What I learned about AI agent memory

I've been thinking through memory for rangoon, a personal assistant framework I'm building. The core problem is straightforward: your agent finishes a task, the session ends, and everything it learned disappears.

My first instinct was to reach for something heavy. Vector databases, embedding pipelines, retrieval frameworks. But when I looked at how the most capable agent projects actually handle memory, I found something I didn't expect.

Four types of memory

Agent memory isn't one thing. There are four types, and they matter for different reasons.

Short-term memory is your current conversation context. It lives for the session and dies when it ends. This is the one everybody gets for free.

Long-term memory is the persistent stuff. Facts the agent should remember across sessions: user preferences, project context, lessons learned from past mistakes. This is where most frameworks focus and where most of them overcomplicate things.

Procedural memory is learned workflows. How to deploy, how to run tests, how to format a commit message. Patterns the agent has internalized through repeated use.

Working memory is scratch space. The agent uses it to reason through a problem, then throws it away. Temporary by design.

Most memory frameworks try to handle all four with a single abstraction. That's usually where things start to fall apart.

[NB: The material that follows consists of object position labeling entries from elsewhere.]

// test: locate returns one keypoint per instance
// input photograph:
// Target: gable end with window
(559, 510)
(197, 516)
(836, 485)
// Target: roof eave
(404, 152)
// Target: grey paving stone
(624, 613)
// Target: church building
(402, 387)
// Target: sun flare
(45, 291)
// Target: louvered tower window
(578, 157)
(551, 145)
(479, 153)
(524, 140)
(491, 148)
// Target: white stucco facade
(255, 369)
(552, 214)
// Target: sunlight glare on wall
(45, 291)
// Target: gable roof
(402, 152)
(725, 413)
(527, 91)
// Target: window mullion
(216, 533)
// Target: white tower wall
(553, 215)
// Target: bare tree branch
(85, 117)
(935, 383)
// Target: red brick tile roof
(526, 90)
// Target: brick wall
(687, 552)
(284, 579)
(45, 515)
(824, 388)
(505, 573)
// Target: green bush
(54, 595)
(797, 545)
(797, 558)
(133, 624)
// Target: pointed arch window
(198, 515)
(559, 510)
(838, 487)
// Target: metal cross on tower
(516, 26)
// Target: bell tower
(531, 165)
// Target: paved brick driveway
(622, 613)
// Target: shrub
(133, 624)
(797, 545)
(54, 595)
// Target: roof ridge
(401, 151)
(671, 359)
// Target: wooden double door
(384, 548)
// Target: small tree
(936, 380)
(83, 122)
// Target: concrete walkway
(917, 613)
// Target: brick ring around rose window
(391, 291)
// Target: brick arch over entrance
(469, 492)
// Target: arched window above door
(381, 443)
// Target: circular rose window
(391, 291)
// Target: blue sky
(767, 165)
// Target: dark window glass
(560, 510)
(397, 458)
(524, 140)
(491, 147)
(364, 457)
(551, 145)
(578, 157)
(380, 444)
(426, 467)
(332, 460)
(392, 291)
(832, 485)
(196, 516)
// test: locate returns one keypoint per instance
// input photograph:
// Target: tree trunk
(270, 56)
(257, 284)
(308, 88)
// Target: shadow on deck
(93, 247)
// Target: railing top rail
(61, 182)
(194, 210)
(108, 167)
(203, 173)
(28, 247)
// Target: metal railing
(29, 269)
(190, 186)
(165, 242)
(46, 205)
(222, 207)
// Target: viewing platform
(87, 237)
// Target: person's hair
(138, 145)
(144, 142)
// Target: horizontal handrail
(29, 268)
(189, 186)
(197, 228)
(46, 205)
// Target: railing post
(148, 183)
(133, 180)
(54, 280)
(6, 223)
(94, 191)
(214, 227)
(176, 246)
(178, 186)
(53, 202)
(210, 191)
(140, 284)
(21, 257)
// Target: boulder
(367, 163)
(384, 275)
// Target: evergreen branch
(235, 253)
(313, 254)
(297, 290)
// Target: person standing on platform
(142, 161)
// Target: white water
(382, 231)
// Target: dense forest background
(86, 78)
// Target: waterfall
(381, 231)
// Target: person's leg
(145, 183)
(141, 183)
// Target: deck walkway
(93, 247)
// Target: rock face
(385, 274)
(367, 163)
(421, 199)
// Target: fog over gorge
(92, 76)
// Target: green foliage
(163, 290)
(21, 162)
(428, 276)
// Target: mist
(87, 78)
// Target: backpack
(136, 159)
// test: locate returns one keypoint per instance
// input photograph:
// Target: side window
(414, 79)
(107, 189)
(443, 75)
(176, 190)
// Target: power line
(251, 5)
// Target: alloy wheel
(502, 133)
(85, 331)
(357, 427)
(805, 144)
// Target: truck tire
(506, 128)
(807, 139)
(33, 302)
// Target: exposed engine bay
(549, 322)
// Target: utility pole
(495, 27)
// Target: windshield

Three projects, same answer

Manus, OpenClaw, and Claude Code all arrived at markdown files independently. Manus was acquired for $2B. OpenClaw has 145K+ GitHub stars. Claude Code is what I'm using to write this post.

All three store agent memory as plain text files in the project directory. MEMORY.md, CLAUDE.md, daily logs, task plans. No database, no embeddings, no retrieval pipeline. Some people call it "memory as documentation" instead of "memory as database."

When three teams working on very different problems converge on the same answer, I pay attention.

Why files beat databases (for this)

Vector databases sound good on paper. Semantic search, scalable retrieval, fuzzy matching. But for local agents working on codebases and personal data, the actual problems are different.

Debuggability is the big one. When your agent starts acting weird, cat MEMORY.md tells you why. Try getting that kind of visibility from a vector store. No dashboard, no query language, just open the file.

Version control comes free. git diff on your agent's memory shows you exactly what changed, when it changed, and lets you roll it back if something went wrong. When your agent decides to "learn" something incorrect, being able to revert it matters.

Crash resilience is built in. Process dies mid-task? The file is still on disk. No connection pools to manage, no data loss from incomplete transactions, no recovery scripts.

You can swap your agent framework tomorrow and the memory files still work. They're text. There's no migration path because there's nothing to migrate.

And there's no infrastructure to maintain. No database to provision, no embeddings API to pay for, no retrieval service to keep running. For local, single-user agents, that overhead is hard to justify.

A practical file structure

The pattern I keep seeing (and the one I've adopted for rangoon) is simple:

A curated memory file that the agent reads at the start of every session. This is the actively maintained working memory: current state, open threads, things to remember. The agent updates it as things change, removes outdated entries, and keeps it tight enough to fit in context. If you let it grow unchecked it becomes noise.

An append-only journal for session history. This never gets edited or trimmed. Over time it becomes a genuinely useful log of what happened and when. It's the longitudinal record that the curated file draws from.

Optionally, a shared identity file that gives every agent cross-cutting context. Preferences, goals, communication style. One file, readable by all agents.

The important thing is that all of this is readable and editable by you. Open the file, change something, the agent picks it up next session. No admin panel, no config API.

Where it breaks down

File-based memory works up to about 5MB of accumulated text. Past that, you need search. Not necessarily vector search. BM25 full-text indexing handles most cases. Honestly, grep handles a surprising number of them.

If you're building an agent that needs to recall from thousands of documents or weeks of conversation history, a hybrid approach makes more sense. Files for the curated stuff, indexed search for the archive.

Most local agents never hit that threshold though. If yours does, you'll know, and you can add the complexity then. Not before.